All IRLs showed matching hypointensity on T1-weighted MRI and appear to be a subgroup of hypointense T1 lesions, which have been previously described as markers of pronounced tissue matrix damage [34]. Several studies have shown the correlation between iron rims and slowly expanding lesions on T1-weighted MRI [6, 10]. In our cross-sectional analysis, patients with IRLs had higher EDSS scores, higher brain T2- and T1-LV, and lower volumes of the NAGM, a finding that is in line with recent studies [6]. Furthermore, cervical nCSA, a novel spinal cord volume marker, was also smaller in patients with IRLs who also showed higher cervical cord T2 LV. Based on the multivariate modelling approach, this was not merely an effect of the longer disease duration in patients with and without IRLs. Iron rim LV and number of IRLs did not show any contribution to the explanation of variance at all and were removed from the model. Therefore, we hypothesise that the sheer presence of IRLs and the underlying pathophysiology might have an effect on spinal cord atrophy independent of the number and volume of IRLs. Of note, we found a significant, yet moderate, correlation of the nCSA and EDSS scores that is comparable to previous studies [13, 16]. Interestingly, we also observed a significant correlation between cervical cord LV and disability, emphasising the relevance of demyelination in explaining disability [35] and underlining the heterogeneity and complexity of the disease. However, in our study, we used a sagittal T2-weighted sequence with a single long echo time for the detection of spinal cord lesion. Short tau inversion recovery sequences have a higher sensitivity [11]; therefore, the number of spinal cord lesions may be underestimated in our study.

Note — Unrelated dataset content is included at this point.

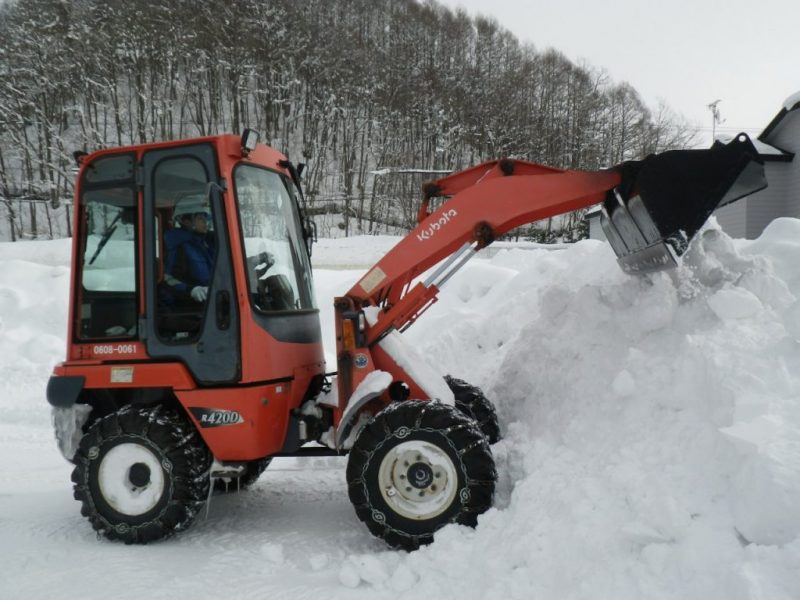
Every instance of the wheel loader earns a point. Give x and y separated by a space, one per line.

In the 1-year longitudinal follow-up of 49 patients, the brain atrophy rate was higher in the IRL group. In line with previous observations, spinal cord atrophy rates were two to three times higher than brain atrophy [17]. Even though we found a trend of higher spinal cord atrophy rates in patients with IRLs, statistical significance was not reached, which is probably a result due to the relative short follow-up period. This is certainly an important limitation of our study. Another potential limitation is that SWIs were acquired after contrast injection. Therefore, interpretation of our results should be done cautiously.

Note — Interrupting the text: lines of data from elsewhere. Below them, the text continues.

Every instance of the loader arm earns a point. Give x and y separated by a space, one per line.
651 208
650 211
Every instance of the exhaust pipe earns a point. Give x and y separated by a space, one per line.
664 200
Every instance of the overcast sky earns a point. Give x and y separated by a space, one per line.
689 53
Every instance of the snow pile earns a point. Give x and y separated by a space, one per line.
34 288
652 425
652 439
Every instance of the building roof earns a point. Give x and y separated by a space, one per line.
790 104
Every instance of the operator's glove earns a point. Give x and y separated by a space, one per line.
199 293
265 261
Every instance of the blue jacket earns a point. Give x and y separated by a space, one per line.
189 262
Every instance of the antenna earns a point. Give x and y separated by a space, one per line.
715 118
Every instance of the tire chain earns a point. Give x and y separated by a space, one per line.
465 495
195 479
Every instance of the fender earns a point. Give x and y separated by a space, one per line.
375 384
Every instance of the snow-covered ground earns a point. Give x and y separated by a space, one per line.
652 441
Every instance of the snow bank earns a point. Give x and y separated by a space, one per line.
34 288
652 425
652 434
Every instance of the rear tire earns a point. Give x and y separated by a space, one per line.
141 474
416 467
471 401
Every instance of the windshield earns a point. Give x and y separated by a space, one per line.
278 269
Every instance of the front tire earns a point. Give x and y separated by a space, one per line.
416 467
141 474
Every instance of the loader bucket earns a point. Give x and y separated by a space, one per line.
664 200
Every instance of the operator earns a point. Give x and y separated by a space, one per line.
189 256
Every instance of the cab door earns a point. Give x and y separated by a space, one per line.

The presence of IRLs appears to indicate MRI and clinical features that point to more aggressive MS characteristics. Both conventional lesion measures and indicators of irreversible tissue change (brain and cord atrophy) were more pronounced in patients with IRLs. SWI has been advocated to be used to increase diagnostic specificity in MS and new study data may emphasise this [36]. The results of this study suggest that SWI may have prognostic value. SWI sequences are available at 3-T and, with a lower sensitivity, at 1.5-T systems and therefore could be used in clinical imaging. Previous longitudinal studies reported a slow expansion of IRLs [4, 6, 10] and that iron rims persist and evolve over several years [4, 10]. Therefore, larger imaging intervals (e.g. 2–3 years) for monitoring IRLs may be sufficient for clinical purposes.

Future longitudinal studies also including primary and secondary progressive MS patients and longer observation periods would be highly interesting.

In conclusion, IRLs are associated with more aggressive MRI disease characteristics in relapsing MS.